0
votes

SQL Server does not offer the keyword USING in the context of a JOIN,
nor it provides a NATURAL JOIN.

Besides explicitly (manually) listing all the columns (link to otherwise duplicated question), is there an alternative to obtain a table in which the columns I am joining onto, which have the same name in the 2 joined tables, are not duplicated?

As an intermediate step, I have tried to save in a temporary table the result

SELECT INTO #MyTempTable * FROM tableA 
INNER JOIN tableB 
ON tableA.commonColumn = tableB.commonColumn;

But I already get an error:

Column names in each table must be unique. Column name 'commonColumn' in table '#MyTempTable' is specified more than once.

4
if you use select * from ... then you have to make sure column name should be unique - wiretext
Assuming you join two tables, both of which have a "Name" column, in what form would you want the resulting column set? (Rename one of the "Names", keep only one, or what?) - Philip Kelley
@PhilipKelley keep only one. - Antonio
Select A.*, B.ColsnotInA, B.Cols2NotInA... or vice versa pick the table with fewer columns to type out. - xQbert
@xQbert Thanks, this is already one step forward! - Antonio

4 Answers

4
votes

No there is not.
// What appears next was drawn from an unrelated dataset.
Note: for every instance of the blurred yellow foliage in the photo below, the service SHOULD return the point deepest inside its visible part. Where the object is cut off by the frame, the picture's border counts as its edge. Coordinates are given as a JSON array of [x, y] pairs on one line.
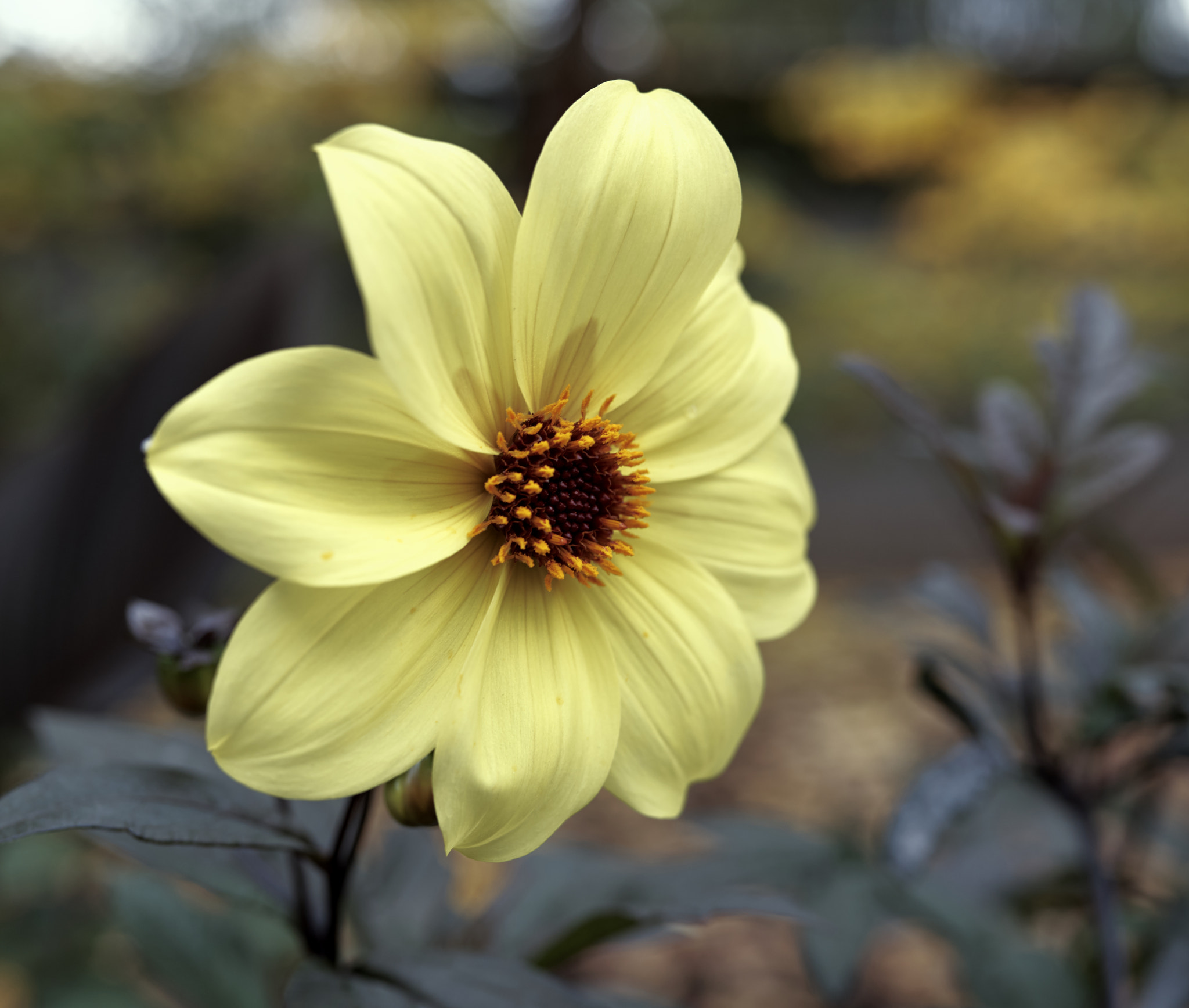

The only way to avoid this error in a SELECT INTO query is to write out your column list after SELECT, instead of SELECT *.

2
votes

The only alternative is to avoid SELECTing *:

TableA

foo | bar
---------

TableB

foo | baz
---------

When selecting * from both tables, you'll end up with 2 columns named foo, which is not allowed in a single table.

Name the selected columns using unique names, and this will work.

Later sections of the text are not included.